= Linux Security Modules =

Framework to support computer security models

Linux Security Modules (LSM) is a framework allowing the Linux kernel to support, without bias, a variety of computer security models. LSM is licensed under the terms of the GNU General Public License and is a standard part of the Linux kernel since Linux 2.6. As of 2025, AppArmor, LoadPin, SELinux, Smack, TOMOYO, Yama, SafeSetID, Integrity Policy Enforcement (IPE), and Landlock are the currently approved security modules in the official kernel.

== Design ==
LSM was designed in order to answer all the requirements for successfully implementing a mandatory access control module, while imposing the fewest possible changes to the Linux kernel. LSM avoids the approach of system call interposition used by Systrace because it doesn't scale to multiprocessor kernels and is subject to TOCTTOU (race) attacks. Instead, LSM inserts "hooks" (upcalls to the module) at every point in the kernel where a user-level system-call is about to result with an access to an important internal kernel-object like inodes and process control blocks.

LSM is narrowly scoped to solve the problem of access control, while not imposing a large and complex change-patch on the mainstream kernel. It isn't intended to be a general "hook" or "upcall" mechanism, nor does it support operating system-level virtualization.

LSM's access-control goal is very closely related to the problem of system auditing, but is subtly different. Auditing requires that every attempt at access be recorded. LSM cannot deliver this, because it would require a great many more hooks, in order to detect cases where the kernel "short circuits" failing system-calls and returns an error code before getting near significant objects.

The LSM design is described in the paper "Linux Security Modules: General Security Support for the Linux Kernel" presented at USENIX Security Symposium 2002. At the same conference was the paper "Using CQUAL for Static Analysis of Authorization Hook Placement" which studied automatic static analysis of the kernel code to verify that all of the necessary hooks have actually been inserted into the Linux kernel.

== Adoption ==

- AppArmor
- Integrity Policy Enforcement (IPE)
- Landlock
- LoadPin
- SafeSetID
- SELinux
- Smack
- TOMOYO
- Yama

== History ==
At the 2001 Linux Kernel Summit, the NSA proposed that SELinux be included in Linux 2.5. Linus Torvalds rejected SELinux at that time, because he observed that there are many different security projects in development, and since they all differ, the security community has not yet formed consensus on the ultimate security model. Instead, Linus charged the security community to "make it a module".

In response, Crispin Cowan proposed LSM: an interface for the Linux kernel that provides sufficient "hooks" (upcalls) from within the Linux kernel to a loadable module so as to allow the module to enforce mandatory access controls. Development of LSM over the next two years was conducted by the LSM community, including substantial contributions from the Immunix Corporation, the NSA, McAfee, IBM, Silicon Graphics, and many independent contributors. LSM was ultimately accepted into the Linux kernel mainstream and was included as a standard part of Linux 2.6 in December 2003.

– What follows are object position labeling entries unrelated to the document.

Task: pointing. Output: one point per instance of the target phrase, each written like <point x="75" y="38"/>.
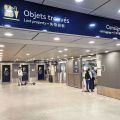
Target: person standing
<point x="88" y="78"/>
<point x="93" y="77"/>
<point x="20" y="74"/>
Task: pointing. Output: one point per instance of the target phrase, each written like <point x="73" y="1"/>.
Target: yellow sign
<point x="11" y="12"/>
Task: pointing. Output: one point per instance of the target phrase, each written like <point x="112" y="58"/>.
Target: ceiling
<point x="104" y="8"/>
<point x="40" y="45"/>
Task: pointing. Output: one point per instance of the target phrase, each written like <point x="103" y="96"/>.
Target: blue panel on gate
<point x="23" y="14"/>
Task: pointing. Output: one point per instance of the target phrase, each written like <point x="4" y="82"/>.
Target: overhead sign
<point x="24" y="14"/>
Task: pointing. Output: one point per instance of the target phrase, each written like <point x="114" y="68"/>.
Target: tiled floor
<point x="47" y="101"/>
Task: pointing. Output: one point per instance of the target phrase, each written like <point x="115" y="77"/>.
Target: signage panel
<point x="24" y="14"/>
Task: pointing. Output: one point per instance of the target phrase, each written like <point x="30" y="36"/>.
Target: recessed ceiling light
<point x="119" y="11"/>
<point x="60" y="51"/>
<point x="87" y="50"/>
<point x="91" y="42"/>
<point x="27" y="54"/>
<point x="65" y="49"/>
<point x="8" y="34"/>
<point x="2" y="46"/>
<point x="106" y="51"/>
<point x="57" y="39"/>
<point x="118" y="44"/>
<point x="115" y="38"/>
<point x="79" y="0"/>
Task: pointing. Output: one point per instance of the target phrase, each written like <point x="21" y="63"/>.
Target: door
<point x="41" y="74"/>
<point x="6" y="73"/>
<point x="25" y="72"/>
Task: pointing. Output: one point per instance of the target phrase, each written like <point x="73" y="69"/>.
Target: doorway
<point x="25" y="76"/>
<point x="6" y="73"/>
<point x="41" y="73"/>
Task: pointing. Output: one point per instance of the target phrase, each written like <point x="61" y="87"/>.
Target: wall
<point x="33" y="74"/>
<point x="109" y="82"/>
<point x="73" y="79"/>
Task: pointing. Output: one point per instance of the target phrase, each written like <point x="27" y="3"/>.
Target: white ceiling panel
<point x="84" y="7"/>
<point x="10" y="50"/>
<point x="33" y="51"/>
<point x="17" y="34"/>
<point x="109" y="10"/>
<point x="35" y="1"/>
<point x="86" y="40"/>
<point x="48" y="37"/>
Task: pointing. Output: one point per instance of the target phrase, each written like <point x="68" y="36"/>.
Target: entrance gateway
<point x="37" y="18"/>
<point x="40" y="17"/>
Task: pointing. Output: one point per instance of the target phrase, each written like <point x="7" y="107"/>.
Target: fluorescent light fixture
<point x="7" y="25"/>
<point x="79" y="1"/>
<point x="2" y="46"/>
<point x="119" y="11"/>
<point x="60" y="51"/>
<point x="27" y="54"/>
<point x="1" y="50"/>
<point x="57" y="19"/>
<point x="91" y="42"/>
<point x="118" y="44"/>
<point x="92" y="25"/>
<point x="87" y="50"/>
<point x="65" y="49"/>
<point x="115" y="38"/>
<point x="44" y="30"/>
<point x="65" y="55"/>
<point x="8" y="34"/>
<point x="106" y="51"/>
<point x="91" y="54"/>
<point x="57" y="39"/>
<point x="97" y="36"/>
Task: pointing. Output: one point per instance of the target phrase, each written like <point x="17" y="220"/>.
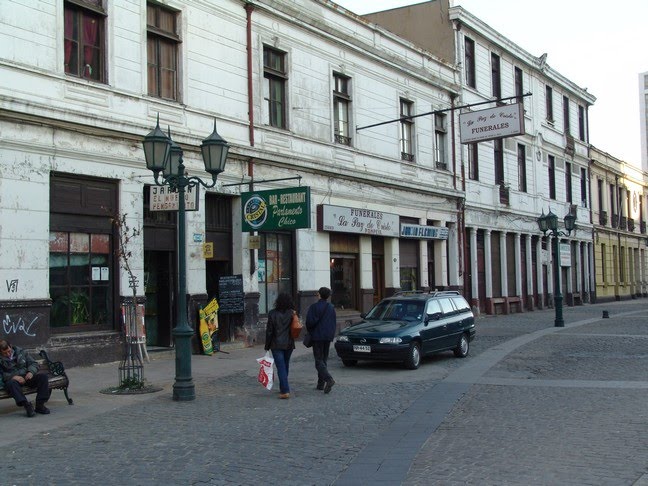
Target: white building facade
<point x="510" y="182"/>
<point x="288" y="83"/>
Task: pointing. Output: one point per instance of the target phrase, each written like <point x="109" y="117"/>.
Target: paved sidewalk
<point x="532" y="404"/>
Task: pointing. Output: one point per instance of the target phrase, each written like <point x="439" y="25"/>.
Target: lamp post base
<point x="183" y="388"/>
<point x="559" y="322"/>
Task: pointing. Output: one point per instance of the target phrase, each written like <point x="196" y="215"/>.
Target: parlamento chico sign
<point x="284" y="209"/>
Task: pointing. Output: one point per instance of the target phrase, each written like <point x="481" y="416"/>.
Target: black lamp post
<point x="165" y="156"/>
<point x="549" y="222"/>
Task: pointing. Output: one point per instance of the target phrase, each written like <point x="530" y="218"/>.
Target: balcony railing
<point x="342" y="139"/>
<point x="603" y="218"/>
<point x="504" y="194"/>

In 2006, some kernel developers observed that SELinux was the only widely used LSM module included in the mainstream Linux kernel source tree. If there is to be only one widely used LSM module, it was reasoned, then the indirection of LSM is unnecessary, and LSM should be removed and replaced with SELinux itself. However, there are other LSM modules maintained outside of the mainstream kernel tree (AppArmor, Linux Intrusion Detection System, FireFlier, CIPSO, Multi ADM, etc.), so this argument led to two results: 1. that developers of these modules started putting effort into upstreaming their respective modules, and 2. at the 2006 Linux Kernel Summit, Linus once again asserted that LSM would stay because he does not want to arbitrate which is the best security model.

LSM is likely to remain since additional security modules Smack (version 2.6.25), TOMOYO Linux (version 2.6.30, June 2009) and AppArmor (version 2.6.36) were accepted in the mainline kernel.